All of the nonhemorrhagic limitations are caused by the AT-independent, charge-dependent binding properties of heparin to proteins and surfaces. Pharmacokinetic limitations are caused by the AT-independent binding of heparin to plasma proteins, to proteins released from platelets, and possibly to endothelial cells, which result in the variable anticoagulant response to heparin and to the phenomenon of heparin resistance; AT-independent binding to macrophages and endothelial cells also result in the dose-dependent mechanism of clearance.
The biophysical limitations occur because the hepa-rin/AT complex is unable to inactivate factor Xa in the prothrombinase complex and thrombin bound to fibrin or to subendothelial surfaces. The biological limitations of heparin include osteopenia and HIT. Osteopenia is caused by the binding of heparin to osteoblasts, which then release factors that activate osteoclasts, whereas HIT results from heparin binding to platelet factor (PF) 4, forming an epitope to which the HIT antibody binds. The pharmacokinetic and non-anticoagulant biological limitations of heparin are less evident with LMWH, while the limited affinity of the heparin/AT complex to fibrin-bound thrombin and factor Xa has been overcome by several new classes of AT-independent thrombin and factor Xa inhibitors.

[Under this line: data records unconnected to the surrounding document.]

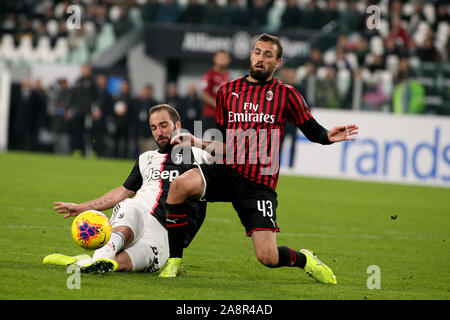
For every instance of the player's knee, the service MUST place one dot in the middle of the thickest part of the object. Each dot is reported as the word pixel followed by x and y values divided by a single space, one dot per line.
pixel 178 186
pixel 185 186
pixel 127 232
pixel 268 259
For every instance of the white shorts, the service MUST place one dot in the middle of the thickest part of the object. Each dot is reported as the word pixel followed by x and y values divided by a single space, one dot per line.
pixel 149 250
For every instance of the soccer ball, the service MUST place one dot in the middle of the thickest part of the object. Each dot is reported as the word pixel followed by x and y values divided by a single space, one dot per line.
pixel 91 229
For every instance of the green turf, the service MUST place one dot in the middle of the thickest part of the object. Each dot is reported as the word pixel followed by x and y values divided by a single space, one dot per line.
pixel 350 225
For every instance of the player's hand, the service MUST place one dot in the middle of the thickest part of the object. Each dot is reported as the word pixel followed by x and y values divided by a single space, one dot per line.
pixel 183 140
pixel 343 133
pixel 71 209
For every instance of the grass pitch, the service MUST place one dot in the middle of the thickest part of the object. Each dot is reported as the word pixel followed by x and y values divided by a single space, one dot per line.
pixel 404 230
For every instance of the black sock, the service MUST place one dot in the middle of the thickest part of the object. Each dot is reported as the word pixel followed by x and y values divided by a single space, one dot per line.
pixel 177 224
pixel 288 257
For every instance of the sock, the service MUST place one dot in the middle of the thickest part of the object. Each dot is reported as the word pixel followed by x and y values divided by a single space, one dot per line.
pixel 109 250
pixel 288 257
pixel 177 225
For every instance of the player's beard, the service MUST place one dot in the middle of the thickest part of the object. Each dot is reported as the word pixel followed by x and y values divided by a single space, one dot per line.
pixel 261 75
pixel 163 144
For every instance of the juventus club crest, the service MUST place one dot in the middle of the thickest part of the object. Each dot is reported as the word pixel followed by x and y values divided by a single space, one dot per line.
pixel 178 158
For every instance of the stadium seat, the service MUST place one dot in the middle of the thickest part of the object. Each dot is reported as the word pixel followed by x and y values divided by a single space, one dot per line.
pixel 80 54
pixel 52 28
pixel 61 50
pixel 114 13
pixel 274 15
pixel 321 72
pixel 376 45
pixel 392 63
pixel 386 80
pixel 329 57
pixel 25 51
pixel 105 40
pixel 135 16
pixel 7 48
pixel 43 50
pixel 352 60
pixel 344 81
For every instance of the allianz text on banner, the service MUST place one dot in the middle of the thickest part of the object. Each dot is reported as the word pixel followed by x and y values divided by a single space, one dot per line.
pixel 389 148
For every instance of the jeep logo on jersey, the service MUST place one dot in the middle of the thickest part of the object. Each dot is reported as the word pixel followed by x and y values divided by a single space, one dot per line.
pixel 154 174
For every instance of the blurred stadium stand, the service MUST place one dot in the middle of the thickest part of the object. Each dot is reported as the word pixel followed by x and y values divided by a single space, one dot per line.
pixel 400 67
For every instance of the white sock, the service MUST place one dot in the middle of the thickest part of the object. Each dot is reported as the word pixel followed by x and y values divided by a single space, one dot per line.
pixel 109 250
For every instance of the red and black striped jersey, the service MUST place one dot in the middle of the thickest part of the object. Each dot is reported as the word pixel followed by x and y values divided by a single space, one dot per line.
pixel 252 117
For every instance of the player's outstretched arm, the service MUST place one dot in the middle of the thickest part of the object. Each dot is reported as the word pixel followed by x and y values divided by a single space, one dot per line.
pixel 343 133
pixel 215 148
pixel 107 201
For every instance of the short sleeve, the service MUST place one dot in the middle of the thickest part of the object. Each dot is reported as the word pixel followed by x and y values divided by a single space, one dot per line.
pixel 297 110
pixel 134 180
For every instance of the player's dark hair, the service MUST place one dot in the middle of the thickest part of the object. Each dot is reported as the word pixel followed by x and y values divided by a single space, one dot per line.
pixel 265 37
pixel 173 113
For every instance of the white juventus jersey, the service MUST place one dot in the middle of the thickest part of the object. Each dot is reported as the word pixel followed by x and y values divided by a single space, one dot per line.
pixel 153 173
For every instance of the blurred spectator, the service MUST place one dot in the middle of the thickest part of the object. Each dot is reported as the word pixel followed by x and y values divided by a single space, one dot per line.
pixel 190 109
pixel 361 50
pixel 168 11
pixel 442 14
pixel 193 13
pixel 150 10
pixel 141 106
pixel 409 95
pixel 327 95
pixel 341 60
pixel 235 15
pixel 101 111
pixel 24 115
pixel 60 122
pixel 428 52
pixel 123 24
pixel 311 16
pixel 121 119
pixel 376 63
pixel 350 20
pixel 330 13
pixel 398 33
pixel 212 13
pixel 291 15
pixel 82 97
pixel 210 83
pixel 416 17
pixel 41 140
pixel 257 12
pixel 172 97
pixel 316 58
pixel 374 97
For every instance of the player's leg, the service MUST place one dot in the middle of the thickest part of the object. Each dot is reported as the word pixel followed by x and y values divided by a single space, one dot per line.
pixel 273 256
pixel 189 185
pixel 150 252
pixel 123 261
pixel 127 226
pixel 269 254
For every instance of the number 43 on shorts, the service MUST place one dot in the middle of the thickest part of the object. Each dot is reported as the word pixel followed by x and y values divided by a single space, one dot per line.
pixel 265 207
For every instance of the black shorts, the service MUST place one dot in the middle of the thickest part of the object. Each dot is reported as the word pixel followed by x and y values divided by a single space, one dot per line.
pixel 255 204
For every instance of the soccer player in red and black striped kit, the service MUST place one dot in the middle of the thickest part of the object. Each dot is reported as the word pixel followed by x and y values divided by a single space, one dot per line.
pixel 251 113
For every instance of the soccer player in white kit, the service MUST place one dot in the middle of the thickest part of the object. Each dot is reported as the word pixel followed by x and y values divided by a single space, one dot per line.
pixel 139 238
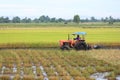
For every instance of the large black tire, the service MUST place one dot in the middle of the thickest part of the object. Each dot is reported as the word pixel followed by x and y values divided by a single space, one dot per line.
pixel 81 46
pixel 65 47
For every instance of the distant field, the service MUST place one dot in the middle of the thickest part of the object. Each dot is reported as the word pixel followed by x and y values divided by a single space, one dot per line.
pixel 50 35
pixel 34 64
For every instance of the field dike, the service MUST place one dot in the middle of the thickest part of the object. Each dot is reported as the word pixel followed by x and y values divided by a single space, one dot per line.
pixel 52 64
pixel 54 45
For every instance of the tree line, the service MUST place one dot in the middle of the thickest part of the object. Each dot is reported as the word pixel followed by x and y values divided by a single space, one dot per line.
pixel 45 19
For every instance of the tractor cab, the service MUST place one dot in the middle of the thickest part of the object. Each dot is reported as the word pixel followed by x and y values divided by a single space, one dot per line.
pixel 75 40
pixel 79 36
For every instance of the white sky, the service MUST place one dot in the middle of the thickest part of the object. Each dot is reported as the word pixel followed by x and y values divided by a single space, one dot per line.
pixel 60 8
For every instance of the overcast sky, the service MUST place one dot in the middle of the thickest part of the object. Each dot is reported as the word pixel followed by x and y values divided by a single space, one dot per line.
pixel 60 8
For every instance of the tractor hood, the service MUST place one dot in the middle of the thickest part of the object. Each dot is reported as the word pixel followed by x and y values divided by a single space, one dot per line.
pixel 79 33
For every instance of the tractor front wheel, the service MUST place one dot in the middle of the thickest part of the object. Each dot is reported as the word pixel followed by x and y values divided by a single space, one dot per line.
pixel 81 46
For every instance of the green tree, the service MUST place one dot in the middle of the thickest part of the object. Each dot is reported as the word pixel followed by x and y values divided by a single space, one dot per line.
pixel 76 19
pixel 16 19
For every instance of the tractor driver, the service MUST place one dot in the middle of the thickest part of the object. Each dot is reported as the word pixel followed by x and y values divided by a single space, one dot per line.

The anticoagulant effect of heparin is modified by platelets, fibrin, vascular surfaces, and plasma proteins. Platelets reduce the anticoagulant effect of heparin by protecting surface factor Xa from inhibition by heparin/AT complex and by secreting PF4, a heparin-neutralizing protein. Fibrin protects thrombin bound to its surface from inhibition by heparin/AT complex because heparin binds to fibrin, and bridges between fibrin and the heparin-binding site on thrombin. As a result, heparin increases the affinity of thrombin for fibrin and, by occupying the heparin-binding site on thrombin, protects fibrin-bound thrombin from inactivation by the hepa-rin/AT complex. Thrombin also binds to subendothelial matrix proteins, where it is protected from inhibition by heparin. These observations explain why heparin is less effective than the AT-independent thrombin and factor Xa inhibitors for preventing thrombosis at sites of deep arterial injury in experimental animals, and may explain why hirudin is more effective than heparin in patients with unstable angina and non-Q-wave MI.
The treatment of clinically severe bleeding in the course of heparin therapy includes antiheparin therapy in addition to supportive care and transfusion therapy. The effects of UFH can be rapidly antagonized by an IV bolus of protamine. Protamine is a basic protein derived from fish sperm that binds to heparin to form a stable salt. One milligram of protamine will neutralize approximately 100 U UFH.